An improved CycleGAN-based emotional voice conversion model by augmenting temporal dependency with a transformer

doi:10.1016/j.specom.2022.09.002

Speech Communication

Volume 144, October 2022, Pages 110-121

https://doi.org/10.1016/j.specom.2022.09.002 Get rights and content

Highlights

•
A CycleTransGAN is proposed to improve its performance on the emotional voice conversion (EVC) task.
•
Curriculum learning was adopted to gradually increase the input length during training.
•
A fine-grained level discriminator was designed to enhance the model’s ability to convert emotional voices.
•
The proposed method was evaluated on a Japanese emotional speech dataset and Emotional Speech Dataset (ESD, containing English and Chinese speech).
•
The transformer enhanced the model’s temporal dependency with a wider range, which improved the quality of converted speech.

Abstract

Emotional voice conversion (EVC) is a task that converts an utterance’s emotional features into a target one while retaining semantic information and speaker identity.

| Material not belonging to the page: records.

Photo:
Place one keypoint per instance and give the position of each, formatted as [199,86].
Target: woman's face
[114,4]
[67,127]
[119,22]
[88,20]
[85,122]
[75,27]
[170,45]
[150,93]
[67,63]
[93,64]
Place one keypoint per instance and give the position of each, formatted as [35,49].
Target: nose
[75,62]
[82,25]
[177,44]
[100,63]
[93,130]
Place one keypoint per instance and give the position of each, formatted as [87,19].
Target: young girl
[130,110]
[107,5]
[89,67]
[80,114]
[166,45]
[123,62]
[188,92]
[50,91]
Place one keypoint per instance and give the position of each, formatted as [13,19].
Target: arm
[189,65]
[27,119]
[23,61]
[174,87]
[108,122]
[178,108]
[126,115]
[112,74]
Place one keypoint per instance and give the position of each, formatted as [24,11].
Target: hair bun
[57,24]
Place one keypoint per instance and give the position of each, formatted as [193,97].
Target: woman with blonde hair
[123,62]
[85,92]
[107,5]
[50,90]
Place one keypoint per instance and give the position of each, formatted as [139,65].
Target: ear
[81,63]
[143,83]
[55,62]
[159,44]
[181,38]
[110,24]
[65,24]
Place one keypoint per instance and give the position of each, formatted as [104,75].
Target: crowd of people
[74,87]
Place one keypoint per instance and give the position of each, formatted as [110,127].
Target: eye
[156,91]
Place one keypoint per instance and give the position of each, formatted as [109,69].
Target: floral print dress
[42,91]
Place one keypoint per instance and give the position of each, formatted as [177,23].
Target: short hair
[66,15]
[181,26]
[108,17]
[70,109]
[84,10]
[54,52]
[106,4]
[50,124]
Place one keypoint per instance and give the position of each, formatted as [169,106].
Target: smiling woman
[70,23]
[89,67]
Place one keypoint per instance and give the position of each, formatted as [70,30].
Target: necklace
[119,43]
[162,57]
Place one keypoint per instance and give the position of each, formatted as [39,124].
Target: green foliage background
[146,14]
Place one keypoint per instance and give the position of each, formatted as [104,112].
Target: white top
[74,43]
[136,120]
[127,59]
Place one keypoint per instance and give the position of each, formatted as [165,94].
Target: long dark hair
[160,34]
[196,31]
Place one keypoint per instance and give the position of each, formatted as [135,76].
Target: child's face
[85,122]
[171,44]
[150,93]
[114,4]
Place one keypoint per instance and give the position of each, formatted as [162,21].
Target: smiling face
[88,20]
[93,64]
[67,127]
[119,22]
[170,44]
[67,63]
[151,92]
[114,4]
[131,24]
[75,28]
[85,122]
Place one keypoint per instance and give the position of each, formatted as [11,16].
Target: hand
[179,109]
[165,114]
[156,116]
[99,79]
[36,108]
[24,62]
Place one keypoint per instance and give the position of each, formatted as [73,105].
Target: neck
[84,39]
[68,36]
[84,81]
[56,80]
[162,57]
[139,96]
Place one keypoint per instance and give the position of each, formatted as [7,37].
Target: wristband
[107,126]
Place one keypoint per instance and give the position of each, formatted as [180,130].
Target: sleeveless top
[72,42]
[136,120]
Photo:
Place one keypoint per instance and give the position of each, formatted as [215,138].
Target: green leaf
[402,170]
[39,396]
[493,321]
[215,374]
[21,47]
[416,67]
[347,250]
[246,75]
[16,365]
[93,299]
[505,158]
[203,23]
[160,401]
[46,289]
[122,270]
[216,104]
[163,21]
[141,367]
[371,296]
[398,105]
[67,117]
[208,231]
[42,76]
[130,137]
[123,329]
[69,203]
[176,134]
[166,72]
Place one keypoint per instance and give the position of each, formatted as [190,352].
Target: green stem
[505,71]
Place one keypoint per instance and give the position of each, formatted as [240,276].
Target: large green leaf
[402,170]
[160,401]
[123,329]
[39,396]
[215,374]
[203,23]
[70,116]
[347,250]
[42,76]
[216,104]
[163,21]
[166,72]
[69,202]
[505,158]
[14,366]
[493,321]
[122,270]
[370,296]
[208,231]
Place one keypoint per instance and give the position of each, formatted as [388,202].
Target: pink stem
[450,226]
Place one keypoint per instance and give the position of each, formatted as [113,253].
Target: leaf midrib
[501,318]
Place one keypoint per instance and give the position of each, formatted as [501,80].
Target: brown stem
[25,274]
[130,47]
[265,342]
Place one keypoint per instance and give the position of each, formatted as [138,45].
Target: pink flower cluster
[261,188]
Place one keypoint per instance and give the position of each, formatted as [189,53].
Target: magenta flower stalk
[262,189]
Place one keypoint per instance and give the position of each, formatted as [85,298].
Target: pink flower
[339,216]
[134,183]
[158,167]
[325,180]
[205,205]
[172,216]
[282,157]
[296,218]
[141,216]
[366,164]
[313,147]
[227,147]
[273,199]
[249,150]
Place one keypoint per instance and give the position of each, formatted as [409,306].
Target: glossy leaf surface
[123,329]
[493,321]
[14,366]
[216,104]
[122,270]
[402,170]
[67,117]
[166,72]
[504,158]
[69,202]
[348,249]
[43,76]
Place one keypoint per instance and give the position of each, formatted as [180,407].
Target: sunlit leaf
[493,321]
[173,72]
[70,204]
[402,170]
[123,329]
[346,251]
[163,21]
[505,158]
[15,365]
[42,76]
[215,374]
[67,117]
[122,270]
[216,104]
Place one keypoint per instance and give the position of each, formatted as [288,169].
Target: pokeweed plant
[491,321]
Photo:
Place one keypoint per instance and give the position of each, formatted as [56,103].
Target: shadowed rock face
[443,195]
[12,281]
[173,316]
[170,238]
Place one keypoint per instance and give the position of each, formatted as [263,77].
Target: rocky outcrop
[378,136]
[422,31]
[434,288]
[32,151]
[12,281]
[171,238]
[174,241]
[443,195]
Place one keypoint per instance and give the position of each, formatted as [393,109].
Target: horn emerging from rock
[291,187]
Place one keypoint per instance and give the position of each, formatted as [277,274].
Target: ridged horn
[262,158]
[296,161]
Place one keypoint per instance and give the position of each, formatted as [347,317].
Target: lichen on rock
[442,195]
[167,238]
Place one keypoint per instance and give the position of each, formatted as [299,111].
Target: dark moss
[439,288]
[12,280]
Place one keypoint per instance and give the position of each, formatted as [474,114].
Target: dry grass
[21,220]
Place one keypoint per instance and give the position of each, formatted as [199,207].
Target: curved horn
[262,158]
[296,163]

Recently, some researchers leverage deep learning methods to improve the performance of EVC, such as deep neural network (DNN), sequence-to-sequence model (seq2seq), long-short-term memory network (LSTM), and convolutional neural network (CNN), as well as their combinations with an attention mechanism. However, their methods always suffer from some instability problems (e.g., mispronunciations and skipped phonemes) because these models fail to capture temporal intra-relationships among a wide range of frames, resulting in unnatural speech and discontinuous emotional expression. To enhance the ability to capture intra-relations among frames by augmenting the temporal dependency of models, we explored the power of a transformer in this study. Specifically, we proposed a CycleGAN-based model with the transformer and investigated its ability in the EVC task. In the training procedure, we adopted curriculum learning to gradually increase the frame length to ensure that the model can monitor from short segments throughout the entire speech. The proposed method was evaluated on a Japanese emotional speech dataset and Emotional Speech Dataset (ESD, contains English and Chinese speech). Then, it was compared to widely used EVC baselines (ACVAE, CycleGAN) involving objective and subjective evaluations. The results indicate that our proposed model can convert emotion with higher emotional similarity, quality, and naturalness.

Introduction

In recent years, affective expression has rapidly increased for artificial intelligence systems, including motions, speech, and facial expressions (Sheldon, 2001, Pelachaud, 2009, Chella et al., 2008). Emotional voice conversion (EVC) is one of the important topics in this research field. Nevertheless, because speech is a complex signal that contains rich information, its performance can further be improved with deep learning methods.

Generally, emotional voice conversion is a special type of voice conversion (VC), which aims to transform an utterance’s emotional features into a target one while retaining semantic information and speaker identity. Some previous research in this field focused on mapping the prosody and spectrogram with partial least square regression (Helander et al., 2010), Gaussian mixed model (GMM) (Aihara et al., 2012, Kawanami et al., 2003), and sparse representation method (Ming et al., 2016, Takashima et al., 2013). Recently, researchers leverage deep learning methods to improve the performance of EVC, such as deep neural network (DNN) (Vekkot et al., 2020, Luo et al., 2016), sequence-to-sequence model (seq2seq) with long–short-term memory network (LSTM) (Robinson et al., 2019), convolutional neural network (CNN) (Kameoka et al., 2020), as well as their combinations with the attention mechanism (Choi and Hahn, 2021). However, these models require to be trained on parallel data; that is, both the source and target should be from the same speaker and have identical linguistic information but different emotions.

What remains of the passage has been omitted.